An innocent balloon can become a hazard, and an eyesore, in the natural environment. (Photos courtesy Christine Suter)

Did you know that balloons are one of the most frequently found items at beach cleanups and by boaters?

What goes up must come down. Every helium-filled balloon released into the air returns to the ground or the sea to become litter.

Every part of the balloon, from the latex or mylar to the ribbon, can be harmful to wildlife. Even so-called biodegradable balloons are not truly biodegradable and will only break apart into smaller pieces that can be ingested by animals.

An animal can easily choke on a balloon or pieces of it can become lodged in its digestive system, preventing it from processing food. It’s easy enough for a human to mistake a balloon floating in the water for a jellyfish, so you can imagine how a hungry turtle can mistake a balloon for its next meal.
Furthermore, animals, especially birds, can become entangled in the ribbons that are attached to balloons.

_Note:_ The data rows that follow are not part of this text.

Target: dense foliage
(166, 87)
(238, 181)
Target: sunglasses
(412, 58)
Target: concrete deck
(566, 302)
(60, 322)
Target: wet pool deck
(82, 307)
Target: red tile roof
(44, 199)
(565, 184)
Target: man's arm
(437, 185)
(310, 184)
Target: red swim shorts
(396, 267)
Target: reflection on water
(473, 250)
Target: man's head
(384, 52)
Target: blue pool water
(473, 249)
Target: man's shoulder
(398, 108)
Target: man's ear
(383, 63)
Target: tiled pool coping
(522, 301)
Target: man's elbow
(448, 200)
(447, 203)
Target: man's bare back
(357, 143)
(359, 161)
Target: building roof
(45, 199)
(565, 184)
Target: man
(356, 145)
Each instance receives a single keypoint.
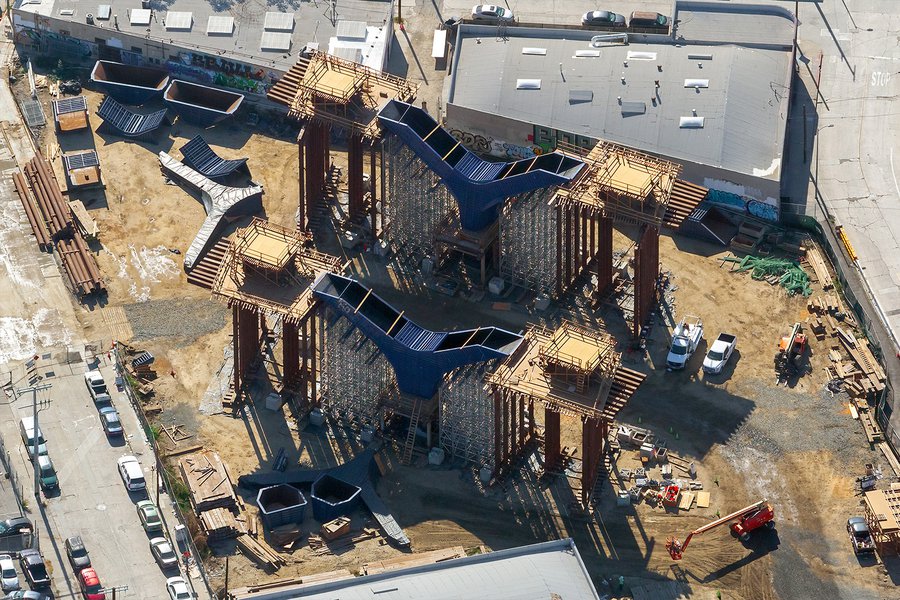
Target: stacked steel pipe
(34, 217)
(52, 220)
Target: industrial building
(539, 571)
(242, 46)
(713, 96)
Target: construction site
(442, 354)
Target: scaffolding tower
(417, 201)
(528, 241)
(355, 374)
(467, 414)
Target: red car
(90, 585)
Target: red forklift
(743, 522)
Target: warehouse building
(241, 46)
(712, 96)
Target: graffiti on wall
(216, 70)
(549, 139)
(482, 144)
(52, 42)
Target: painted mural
(216, 70)
(51, 42)
(482, 144)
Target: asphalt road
(92, 501)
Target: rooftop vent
(691, 122)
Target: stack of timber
(212, 495)
(51, 219)
(260, 552)
(220, 524)
(321, 546)
(415, 560)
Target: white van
(132, 474)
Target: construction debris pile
(212, 495)
(682, 491)
(787, 273)
(51, 221)
(854, 369)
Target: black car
(603, 17)
(860, 537)
(77, 553)
(15, 526)
(34, 568)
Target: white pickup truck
(685, 340)
(719, 353)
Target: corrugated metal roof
(537, 572)
(752, 110)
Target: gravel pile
(183, 319)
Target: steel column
(552, 447)
(290, 347)
(604, 255)
(355, 166)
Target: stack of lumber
(286, 535)
(414, 560)
(208, 481)
(320, 546)
(260, 552)
(336, 528)
(819, 267)
(220, 524)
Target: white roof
(537, 572)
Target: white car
(131, 473)
(9, 579)
(491, 12)
(97, 387)
(178, 589)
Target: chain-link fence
(161, 472)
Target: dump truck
(719, 353)
(685, 340)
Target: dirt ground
(749, 438)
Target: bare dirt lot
(796, 446)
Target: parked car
(15, 526)
(9, 578)
(163, 553)
(860, 537)
(719, 353)
(648, 20)
(47, 474)
(33, 567)
(603, 17)
(97, 387)
(77, 554)
(26, 595)
(685, 340)
(491, 12)
(131, 473)
(89, 582)
(178, 589)
(149, 516)
(109, 418)
(26, 429)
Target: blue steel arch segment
(479, 186)
(420, 357)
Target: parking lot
(92, 501)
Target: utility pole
(36, 436)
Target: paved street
(93, 501)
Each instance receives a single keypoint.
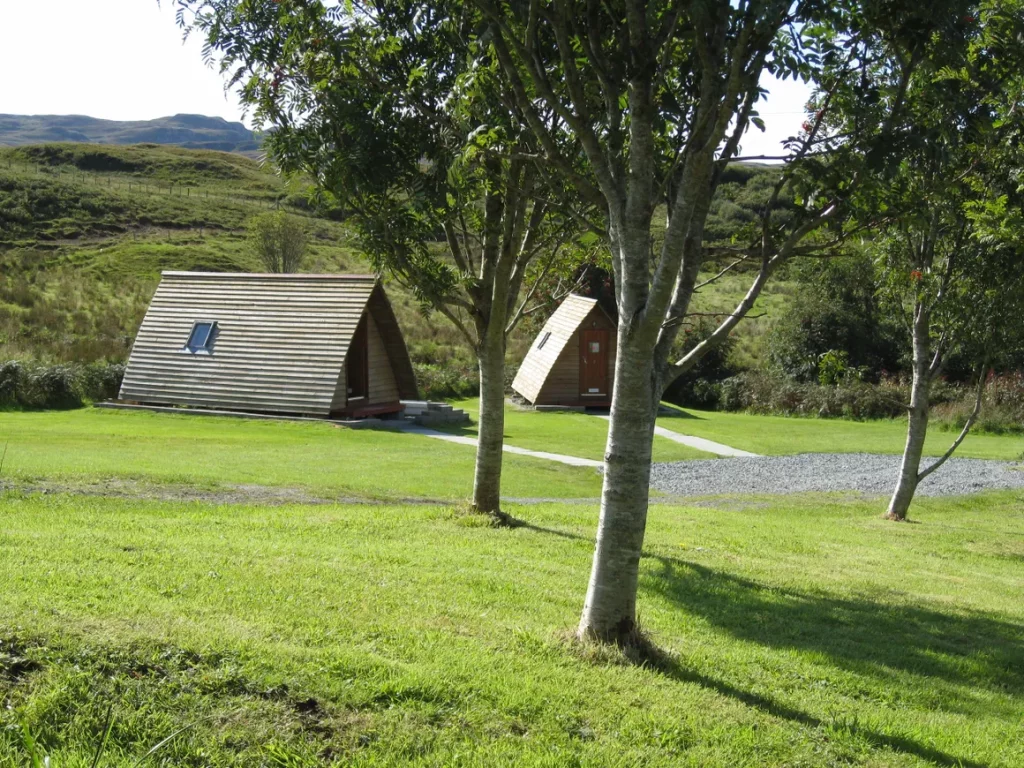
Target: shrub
(59, 386)
(763, 392)
(836, 323)
(700, 386)
(441, 382)
(1001, 410)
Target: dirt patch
(115, 487)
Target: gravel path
(868, 473)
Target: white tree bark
(491, 429)
(909, 471)
(609, 610)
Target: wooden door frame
(359, 345)
(603, 338)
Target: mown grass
(780, 435)
(565, 432)
(804, 633)
(89, 444)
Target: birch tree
(383, 105)
(655, 96)
(951, 249)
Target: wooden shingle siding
(280, 346)
(550, 375)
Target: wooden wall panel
(550, 375)
(383, 387)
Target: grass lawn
(779, 435)
(801, 633)
(565, 432)
(88, 444)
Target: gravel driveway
(868, 473)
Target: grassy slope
(570, 433)
(85, 230)
(809, 633)
(779, 435)
(87, 445)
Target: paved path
(573, 461)
(709, 446)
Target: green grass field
(779, 435)
(809, 633)
(565, 432)
(215, 453)
(797, 631)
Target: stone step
(426, 413)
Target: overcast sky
(124, 59)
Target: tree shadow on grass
(783, 712)
(858, 634)
(862, 635)
(668, 411)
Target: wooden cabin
(321, 345)
(572, 361)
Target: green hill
(195, 131)
(85, 230)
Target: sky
(125, 59)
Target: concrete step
(429, 414)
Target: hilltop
(193, 131)
(85, 230)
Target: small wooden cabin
(318, 345)
(572, 361)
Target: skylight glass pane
(200, 336)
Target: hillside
(194, 131)
(85, 230)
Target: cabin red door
(357, 365)
(593, 364)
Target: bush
(762, 392)
(835, 324)
(700, 386)
(1001, 409)
(441, 382)
(60, 386)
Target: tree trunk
(491, 430)
(609, 611)
(909, 471)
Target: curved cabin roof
(548, 346)
(278, 341)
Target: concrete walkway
(572, 461)
(709, 446)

Suffolk County and numerous states and municipalities have banned the intentional release of balloons into the atmosphere.
There is currently a bill pending in the New York State Legislature to ban the intentional release of any helium or lighter than air balloons starting in January of 2023.

Choose bubbles or some other safe way to celebrate. The waterways and the animals who live there will thank you for it.